LKML Archive on lore.kernel.org
help / color / mirror / Atom feed
From: Vaidyanathan Srinivasan <svaidy@linux.vnet.ibm.com>
To: Venkatesh Pallipadi <venki@google.com>
Cc: Suresh Siddha <suresh.b.siddha@intel.com>,
	Peter Zijlstra <peterz@infradead.org>,
	Ingo Molnar <mingo@elte.hu>,
	linux-kernel@vger.kernel.org, Paul Turner <pjt@google.com>,
	Mike Galbraith <efault@gmx.de>, Nick Piggin <npiggin@gmail.com>,
	Tim Chen <tim.c.chen@intel.com>, Alex Shi <alex.shi@intel.com>
Subject: Re: [PATCH] sched: Wholesale removal of sd_idle logic
Date: Tue, 15 Feb 2011 22:31:27 +0530	[thread overview]
Message-ID: <20110215170127.GA28865@dirshya.in.ibm.com> (raw)
In-Reply-To: <1297723130-693-1-git-send-email-venki@google.com>

* Venkatesh Pallipadi <venki@google.com> [2011-02-14 14:38:50]:

> sd_idle logic was introduced way back in 2005 (commit 5969fe06),
> as an HT optimization.
> 
> As per the discussion in the thread here
> lkml subject - sched: Resolve sd_idle and first_idle_cpu Catch-22 - v1
> https://patchwork.kernel.org/patch/532501/
> 
> the capacity based logic in the load balancer right now handles this
> in a much cleaner way, handling more than 2 SMT siblings etc, and sd_idle
> does not seem to bring any adiitional benefits. sd_idle logic also has
> some bugs that has performance impact.
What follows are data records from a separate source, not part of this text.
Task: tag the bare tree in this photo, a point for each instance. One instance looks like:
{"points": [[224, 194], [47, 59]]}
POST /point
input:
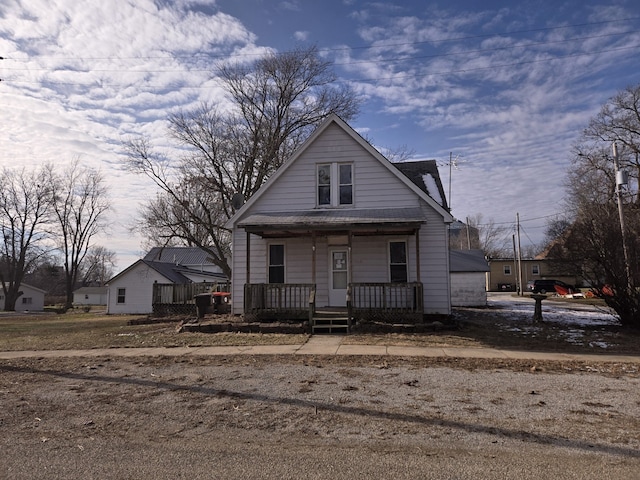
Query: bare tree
{"points": [[80, 204], [25, 211], [618, 121], [278, 101], [593, 243]]}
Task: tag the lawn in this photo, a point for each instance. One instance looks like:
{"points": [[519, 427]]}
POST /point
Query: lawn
{"points": [[79, 330], [501, 326]]}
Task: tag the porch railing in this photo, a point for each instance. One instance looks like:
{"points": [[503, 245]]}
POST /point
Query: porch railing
{"points": [[385, 301], [275, 301]]}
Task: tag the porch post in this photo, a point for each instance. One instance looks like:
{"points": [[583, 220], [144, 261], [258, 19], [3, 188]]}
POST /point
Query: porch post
{"points": [[418, 254], [248, 258]]}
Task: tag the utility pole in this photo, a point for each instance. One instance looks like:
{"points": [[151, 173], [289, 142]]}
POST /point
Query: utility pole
{"points": [[621, 180]]}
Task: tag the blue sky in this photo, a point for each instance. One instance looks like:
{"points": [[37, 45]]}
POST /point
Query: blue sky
{"points": [[504, 88]]}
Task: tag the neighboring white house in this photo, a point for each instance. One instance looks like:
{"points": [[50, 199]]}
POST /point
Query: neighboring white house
{"points": [[338, 215], [32, 299], [468, 278], [131, 291], [90, 296]]}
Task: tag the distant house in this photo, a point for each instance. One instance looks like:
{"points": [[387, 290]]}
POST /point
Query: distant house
{"points": [[32, 299], [468, 278], [339, 225], [131, 291], [503, 276], [90, 296]]}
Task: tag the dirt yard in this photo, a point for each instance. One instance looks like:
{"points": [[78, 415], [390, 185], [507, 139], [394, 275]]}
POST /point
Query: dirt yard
{"points": [[317, 417]]}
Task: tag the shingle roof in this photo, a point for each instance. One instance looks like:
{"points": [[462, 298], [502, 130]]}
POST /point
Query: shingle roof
{"points": [[334, 218]]}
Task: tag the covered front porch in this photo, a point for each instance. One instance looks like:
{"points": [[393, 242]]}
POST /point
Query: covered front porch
{"points": [[343, 256]]}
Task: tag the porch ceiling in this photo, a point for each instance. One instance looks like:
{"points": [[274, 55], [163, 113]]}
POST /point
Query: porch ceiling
{"points": [[331, 221]]}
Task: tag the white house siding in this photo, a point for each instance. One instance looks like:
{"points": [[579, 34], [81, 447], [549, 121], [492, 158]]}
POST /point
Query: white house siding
{"points": [[434, 269], [138, 283], [468, 289]]}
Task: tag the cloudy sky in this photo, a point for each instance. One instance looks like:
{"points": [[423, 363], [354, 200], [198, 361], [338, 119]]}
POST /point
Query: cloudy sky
{"points": [[502, 89]]}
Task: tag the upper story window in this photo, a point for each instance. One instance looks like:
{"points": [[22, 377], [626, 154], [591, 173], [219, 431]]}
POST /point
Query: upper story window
{"points": [[335, 184]]}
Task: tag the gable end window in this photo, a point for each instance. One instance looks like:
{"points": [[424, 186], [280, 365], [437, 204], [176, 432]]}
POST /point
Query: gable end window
{"points": [[398, 262], [121, 295], [335, 184], [276, 263]]}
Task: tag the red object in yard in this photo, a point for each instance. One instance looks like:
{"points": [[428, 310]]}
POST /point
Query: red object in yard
{"points": [[221, 297]]}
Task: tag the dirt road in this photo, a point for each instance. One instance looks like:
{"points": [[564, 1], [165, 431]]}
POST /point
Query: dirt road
{"points": [[316, 417]]}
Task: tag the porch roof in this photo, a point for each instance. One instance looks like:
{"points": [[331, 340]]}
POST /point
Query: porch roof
{"points": [[362, 221]]}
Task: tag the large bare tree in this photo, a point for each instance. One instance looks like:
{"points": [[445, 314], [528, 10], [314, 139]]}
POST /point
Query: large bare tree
{"points": [[79, 199], [25, 212], [276, 102]]}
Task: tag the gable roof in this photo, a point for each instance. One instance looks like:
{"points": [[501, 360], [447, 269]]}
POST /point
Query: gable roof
{"points": [[91, 290], [178, 255], [467, 261], [173, 273], [334, 119]]}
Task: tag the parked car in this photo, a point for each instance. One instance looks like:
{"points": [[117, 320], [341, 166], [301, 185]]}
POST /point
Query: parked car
{"points": [[549, 286]]}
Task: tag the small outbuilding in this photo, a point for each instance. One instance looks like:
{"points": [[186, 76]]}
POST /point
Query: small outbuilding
{"points": [[468, 278]]}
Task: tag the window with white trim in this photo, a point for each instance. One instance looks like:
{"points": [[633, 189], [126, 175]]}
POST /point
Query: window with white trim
{"points": [[335, 184], [398, 262], [276, 263]]}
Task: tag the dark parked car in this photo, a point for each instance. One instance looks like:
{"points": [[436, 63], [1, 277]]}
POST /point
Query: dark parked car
{"points": [[549, 286]]}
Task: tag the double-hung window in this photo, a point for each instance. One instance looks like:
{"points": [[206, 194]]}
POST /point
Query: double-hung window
{"points": [[276, 263], [398, 262], [335, 184]]}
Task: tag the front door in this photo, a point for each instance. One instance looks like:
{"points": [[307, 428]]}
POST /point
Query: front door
{"points": [[338, 276]]}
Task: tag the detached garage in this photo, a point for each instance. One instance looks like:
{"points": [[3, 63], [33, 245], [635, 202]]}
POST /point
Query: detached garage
{"points": [[468, 278]]}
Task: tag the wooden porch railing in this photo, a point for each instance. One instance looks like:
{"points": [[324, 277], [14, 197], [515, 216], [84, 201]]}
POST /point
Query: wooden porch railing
{"points": [[385, 301], [279, 301]]}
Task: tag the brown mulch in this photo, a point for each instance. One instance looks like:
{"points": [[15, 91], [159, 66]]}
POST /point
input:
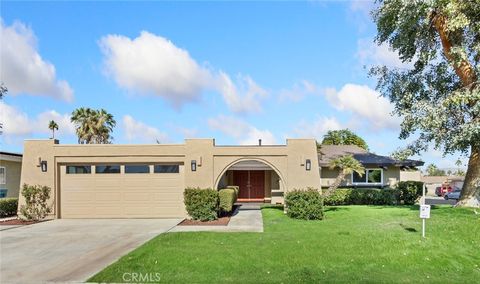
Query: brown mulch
{"points": [[222, 221], [17, 222]]}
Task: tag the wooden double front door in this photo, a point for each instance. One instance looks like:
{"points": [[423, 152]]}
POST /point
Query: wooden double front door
{"points": [[251, 183]]}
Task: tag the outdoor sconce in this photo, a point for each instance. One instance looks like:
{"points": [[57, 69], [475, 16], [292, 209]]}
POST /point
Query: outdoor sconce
{"points": [[43, 166], [194, 165], [308, 165]]}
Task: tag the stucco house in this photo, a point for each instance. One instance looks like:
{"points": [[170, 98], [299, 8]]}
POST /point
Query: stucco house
{"points": [[147, 181], [380, 171], [10, 170]]}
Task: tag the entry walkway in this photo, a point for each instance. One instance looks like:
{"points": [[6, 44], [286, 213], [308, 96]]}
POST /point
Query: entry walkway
{"points": [[248, 218]]}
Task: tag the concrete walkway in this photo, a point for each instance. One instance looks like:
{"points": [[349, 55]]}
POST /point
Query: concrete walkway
{"points": [[71, 250], [248, 218]]}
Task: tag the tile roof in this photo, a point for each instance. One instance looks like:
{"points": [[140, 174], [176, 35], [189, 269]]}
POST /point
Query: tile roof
{"points": [[326, 153]]}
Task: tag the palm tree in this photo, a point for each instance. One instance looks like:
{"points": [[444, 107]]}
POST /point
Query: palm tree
{"points": [[93, 126], [52, 125], [347, 165]]}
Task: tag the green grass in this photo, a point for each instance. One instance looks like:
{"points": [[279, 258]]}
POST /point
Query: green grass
{"points": [[354, 244]]}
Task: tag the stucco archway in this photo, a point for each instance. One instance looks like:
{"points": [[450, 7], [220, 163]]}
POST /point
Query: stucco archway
{"points": [[253, 175]]}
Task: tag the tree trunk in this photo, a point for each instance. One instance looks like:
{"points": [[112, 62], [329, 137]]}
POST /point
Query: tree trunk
{"points": [[470, 196], [336, 184]]}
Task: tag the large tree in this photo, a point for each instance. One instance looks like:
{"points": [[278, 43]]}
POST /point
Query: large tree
{"points": [[93, 126], [344, 137], [438, 93], [346, 165]]}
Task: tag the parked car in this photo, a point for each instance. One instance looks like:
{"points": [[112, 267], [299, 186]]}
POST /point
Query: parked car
{"points": [[455, 194]]}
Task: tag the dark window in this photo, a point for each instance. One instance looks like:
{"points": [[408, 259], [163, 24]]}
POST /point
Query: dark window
{"points": [[358, 178], [107, 169], [375, 176], [137, 169], [166, 169], [79, 169]]}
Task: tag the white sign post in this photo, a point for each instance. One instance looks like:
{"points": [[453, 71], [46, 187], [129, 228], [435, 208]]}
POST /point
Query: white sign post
{"points": [[424, 211]]}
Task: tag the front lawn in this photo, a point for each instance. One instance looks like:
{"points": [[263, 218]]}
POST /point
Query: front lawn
{"points": [[354, 244]]}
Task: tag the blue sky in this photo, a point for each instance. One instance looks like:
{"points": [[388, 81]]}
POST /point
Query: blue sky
{"points": [[236, 71]]}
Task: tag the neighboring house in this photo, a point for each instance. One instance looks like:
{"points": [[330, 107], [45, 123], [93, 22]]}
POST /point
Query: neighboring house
{"points": [[148, 181], [432, 182], [380, 171], [10, 169]]}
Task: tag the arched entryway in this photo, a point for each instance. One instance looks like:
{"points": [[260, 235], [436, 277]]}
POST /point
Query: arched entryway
{"points": [[258, 181]]}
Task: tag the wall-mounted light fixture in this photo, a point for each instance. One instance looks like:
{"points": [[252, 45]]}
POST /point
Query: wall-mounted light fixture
{"points": [[43, 166], [194, 165]]}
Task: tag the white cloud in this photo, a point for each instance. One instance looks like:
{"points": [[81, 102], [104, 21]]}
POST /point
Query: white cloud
{"points": [[242, 132], [371, 54], [14, 121], [152, 64], [140, 132], [17, 124], [364, 103], [243, 97], [299, 91], [316, 129], [23, 69]]}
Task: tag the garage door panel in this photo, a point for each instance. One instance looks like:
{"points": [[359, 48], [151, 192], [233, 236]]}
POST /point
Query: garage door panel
{"points": [[121, 195]]}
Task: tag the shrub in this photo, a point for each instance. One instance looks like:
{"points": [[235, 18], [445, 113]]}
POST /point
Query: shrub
{"points": [[226, 198], [236, 189], [304, 204], [201, 204], [410, 191], [8, 207], [36, 202], [363, 196]]}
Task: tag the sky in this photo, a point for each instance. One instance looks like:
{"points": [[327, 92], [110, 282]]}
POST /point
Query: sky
{"points": [[233, 71]]}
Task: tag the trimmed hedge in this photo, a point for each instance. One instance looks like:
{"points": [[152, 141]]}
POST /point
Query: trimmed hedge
{"points": [[8, 207], [304, 204], [226, 197], [406, 192], [201, 204], [410, 191]]}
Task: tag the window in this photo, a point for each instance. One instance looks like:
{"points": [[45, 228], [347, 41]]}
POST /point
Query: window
{"points": [[137, 169], [371, 176], [3, 175], [79, 169], [166, 169], [107, 169]]}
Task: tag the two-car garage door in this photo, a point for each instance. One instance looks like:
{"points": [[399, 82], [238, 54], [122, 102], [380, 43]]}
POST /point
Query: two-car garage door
{"points": [[121, 195]]}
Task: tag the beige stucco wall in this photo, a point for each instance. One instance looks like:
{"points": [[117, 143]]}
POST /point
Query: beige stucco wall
{"points": [[391, 176], [288, 161], [13, 172]]}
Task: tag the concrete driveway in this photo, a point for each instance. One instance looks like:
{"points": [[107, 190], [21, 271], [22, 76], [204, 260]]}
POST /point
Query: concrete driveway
{"points": [[71, 250]]}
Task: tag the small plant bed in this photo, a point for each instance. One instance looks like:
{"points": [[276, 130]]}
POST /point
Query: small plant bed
{"points": [[221, 221], [11, 222]]}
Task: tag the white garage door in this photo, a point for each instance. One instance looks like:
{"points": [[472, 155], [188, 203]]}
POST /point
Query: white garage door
{"points": [[118, 191]]}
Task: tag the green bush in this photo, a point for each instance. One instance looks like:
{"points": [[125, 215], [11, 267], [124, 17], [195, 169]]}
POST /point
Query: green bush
{"points": [[410, 191], [363, 196], [8, 207], [236, 189], [36, 202], [227, 198], [304, 204], [201, 204]]}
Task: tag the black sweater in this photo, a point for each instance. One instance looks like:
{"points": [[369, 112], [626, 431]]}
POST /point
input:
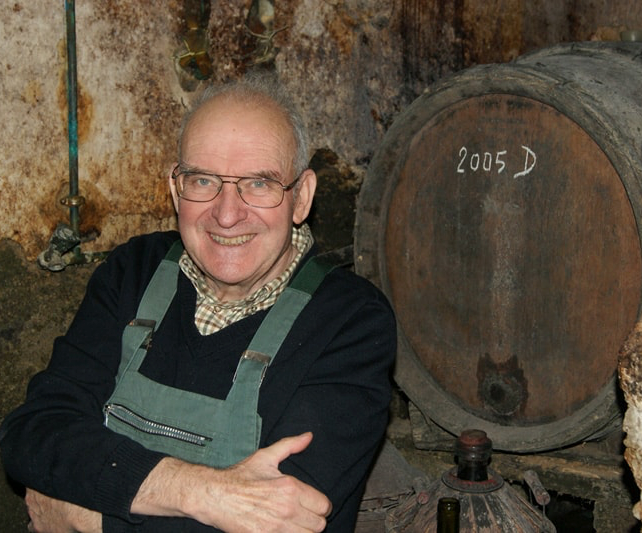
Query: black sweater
{"points": [[331, 377]]}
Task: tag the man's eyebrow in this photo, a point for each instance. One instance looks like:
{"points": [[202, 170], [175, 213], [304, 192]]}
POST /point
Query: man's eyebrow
{"points": [[269, 174]]}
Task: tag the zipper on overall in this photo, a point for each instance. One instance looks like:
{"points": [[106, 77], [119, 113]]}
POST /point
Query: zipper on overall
{"points": [[129, 417]]}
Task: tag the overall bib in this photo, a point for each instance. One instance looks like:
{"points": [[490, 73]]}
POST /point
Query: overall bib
{"points": [[183, 424]]}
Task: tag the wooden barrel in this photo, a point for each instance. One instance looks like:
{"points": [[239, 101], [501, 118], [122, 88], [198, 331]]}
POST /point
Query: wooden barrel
{"points": [[501, 215]]}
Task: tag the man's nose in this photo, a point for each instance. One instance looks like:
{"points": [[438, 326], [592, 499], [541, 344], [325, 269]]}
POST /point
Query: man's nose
{"points": [[228, 208]]}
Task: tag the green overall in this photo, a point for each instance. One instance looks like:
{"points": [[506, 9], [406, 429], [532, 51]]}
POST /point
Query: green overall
{"points": [[183, 424]]}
Here is the patch that removes
> the sd_idle logic altogether.
> 
> The initial patch here - https://patchwork.kernel.org/patch/532501/
> applies cleanly over the below change and provides a micro-optimization
> for a specific case, where an idle core can pull tasks instead of a
> core with one thread being idle and other thread being busy.
> It will be good to get some data on whether this micro-optimization
> matters or not.
> 
> Also, there was a dependency of sched_mc_power_savings == 2, with sd_idle
> logic. Copying Vaidy to know the impact of this change there.

Hi Venki,

The dependency is to avoid active balancing when there is a busy
sibling and power save balance is not set.

Another logic would propagate/force sd_idle=1 to induce more frequent
balancing for idle sibling in case of power save balance.  Removing
sd_idle will make this default.

Your changes look good.  I will test and report.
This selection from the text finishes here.